Abstract: Experiences and Unmet Needs of Informal Caregivers for Black Breast Cancer Patients (Society for Social Work and Research 26th Annual Conference - Social Work Science for Racial, Social, and Political Justice)

Experiences and Unmet Needs of Informal Caregivers for Black Breast Cancer Patients

Friday, January 14, 2022
Liberty Ballroom O, ML 4 (Marriott Marquis Washington, DC)
* noted as presenting author
Tess Thompson, PhD, MPH, Research Assistant Professor, Washington University in Saint Louis, St. Louis, MO
Jacquelyn Coats, MSW, MPH, Doctoral Student, Brown School at Washington University in St. Louis, St. Louis, MO
Polly Haun, BA, Graduate Student, Washington University in Saint Louis, MO
Robert O. Motley Jr., PhD, Assistant Professor, Boston College, Chestnut Hill, MA
LaShaune Johnson, PhD, Associate Professor, Creighton University, NE
Vetta Sanders Thompson, PhD, Professor, Washington University in Saint Louis, MO
Aimee James, PhD, Professor, Washington University in Saint Louis, MO
Background and Purpose: Breast cancer is the most commonly diagnosed non-skin cancer among Black women in the United States. Informal caregivers such as partners, friends, and family provide breast cancer patients with crucial unpaid support as patients navigate active treatment and long-term survivorship. Although many caregivers find benefit and meaning in their role, they also face challenges. We conducted a qualitative thematic analysis to learn more about the experiences of informal caregivers for Black breast cancer patients so that clinicians can better support both patients and caregivers.

Methods: Informal caregivers (N = 24) for Black breast cancer patients participated in focus groups or dyadic/individual interviews. Caregivers were recruited through a hospital cancer registry; patients diagnosed 2015-2017 were contacted and asked to refer their “most important support person.” Caregivers provided demographic and relationship information through a brief paper survey. A trained facilitator followed a semi-structured interview guide to elicit discussion about the support caregivers provided to patients, support they themselves received from others, and contextual factors that affected their own health and wellbeing. Each session was audio recorded and professionally transcribed. Two trained study team members coded transcripts independently using a codebook that included inductively and deductively derived codes; coders then met and reached consensus on all codes. Themes were developed by the study team through an iterative process of discussion and refinement.

Results: All caregivers identified as Black/African American. Most identified as female (79%) and were a non-spousal family member of the patient (63%). Average caregiver age was 54.6 (SD = 12.1, range 30-73 years). Average score on the Relationship Assessment Scale-G was 4.5 (SD = .5, range 3.3-5.0) on a 1-5 scale, indicating high levels of satisfaction in their relationship with the patient. Themes derived from the data included emotional, tangible, and information-processing support that caregivers provided to patients; the relationship coping strategies employed by the dyad (e.g., incorporation of humor); contextual factors that influenced caregiving (e.g., co-occurring health conditions, other caregiving responsibilities); and the health consequences of caregiving, such as burnout, fatigue, and depression. Caregivers described racialized, gendered caregiving expectations: Black women reported they were expected to live up to the archetype of the strong Black woman, whereas the few male participants described their reluctance as Black men to express their emotions.

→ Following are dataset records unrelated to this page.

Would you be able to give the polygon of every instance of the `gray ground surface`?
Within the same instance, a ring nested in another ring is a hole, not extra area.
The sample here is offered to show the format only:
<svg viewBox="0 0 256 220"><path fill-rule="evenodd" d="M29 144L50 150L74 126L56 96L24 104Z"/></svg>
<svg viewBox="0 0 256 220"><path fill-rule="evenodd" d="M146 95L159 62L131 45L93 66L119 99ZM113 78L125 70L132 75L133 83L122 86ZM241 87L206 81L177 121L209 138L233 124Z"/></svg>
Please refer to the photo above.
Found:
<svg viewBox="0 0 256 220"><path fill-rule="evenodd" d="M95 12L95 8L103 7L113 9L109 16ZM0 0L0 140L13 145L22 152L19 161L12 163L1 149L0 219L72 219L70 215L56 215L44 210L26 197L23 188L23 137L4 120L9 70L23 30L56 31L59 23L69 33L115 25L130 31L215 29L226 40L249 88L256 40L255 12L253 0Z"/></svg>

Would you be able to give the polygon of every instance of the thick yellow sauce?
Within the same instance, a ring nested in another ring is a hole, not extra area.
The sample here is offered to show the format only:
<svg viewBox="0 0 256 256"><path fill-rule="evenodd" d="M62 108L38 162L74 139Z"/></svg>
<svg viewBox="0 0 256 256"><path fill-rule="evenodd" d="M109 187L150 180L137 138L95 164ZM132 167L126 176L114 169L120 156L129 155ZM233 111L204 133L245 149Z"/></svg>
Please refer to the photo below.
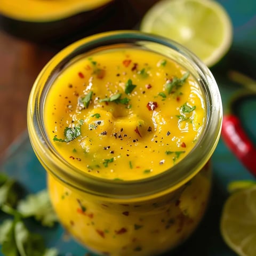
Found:
<svg viewBox="0 0 256 256"><path fill-rule="evenodd" d="M77 168L138 180L164 172L193 149L204 104L196 81L171 60L112 50L66 68L49 92L44 123L56 150ZM76 191L50 175L48 185L61 222L83 244L103 255L148 256L175 247L194 230L210 173L207 165L170 194L129 203Z"/></svg>
<svg viewBox="0 0 256 256"><path fill-rule="evenodd" d="M204 118L192 76L135 49L74 63L53 83L44 108L46 131L60 155L110 179L142 179L171 167L193 148Z"/></svg>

Conclusions and Implications: Findings suggest that the social context for caregivers of Black breast cancer patients is complex but that the patient-caregiver relationship can also be an important source of support for caregivers. Although levels of relationship satisfaction were high, caregivers also described their own unmet needs that could be addressed through culturally responsive interventions. Screening could help identify caregivers who would benefit from psychosocial or tangible supports. Flexible interventions are needed to accommodate caregivers’ other roles and responsibilities. Preliminary findings have been shared with local community partners and with cancer center staff who support patients and caregivers. Results are also being used to inform both longitudinal research examining outcomes in patient-caregiver dyads over time and grant proposals to develop interventions for caregivers.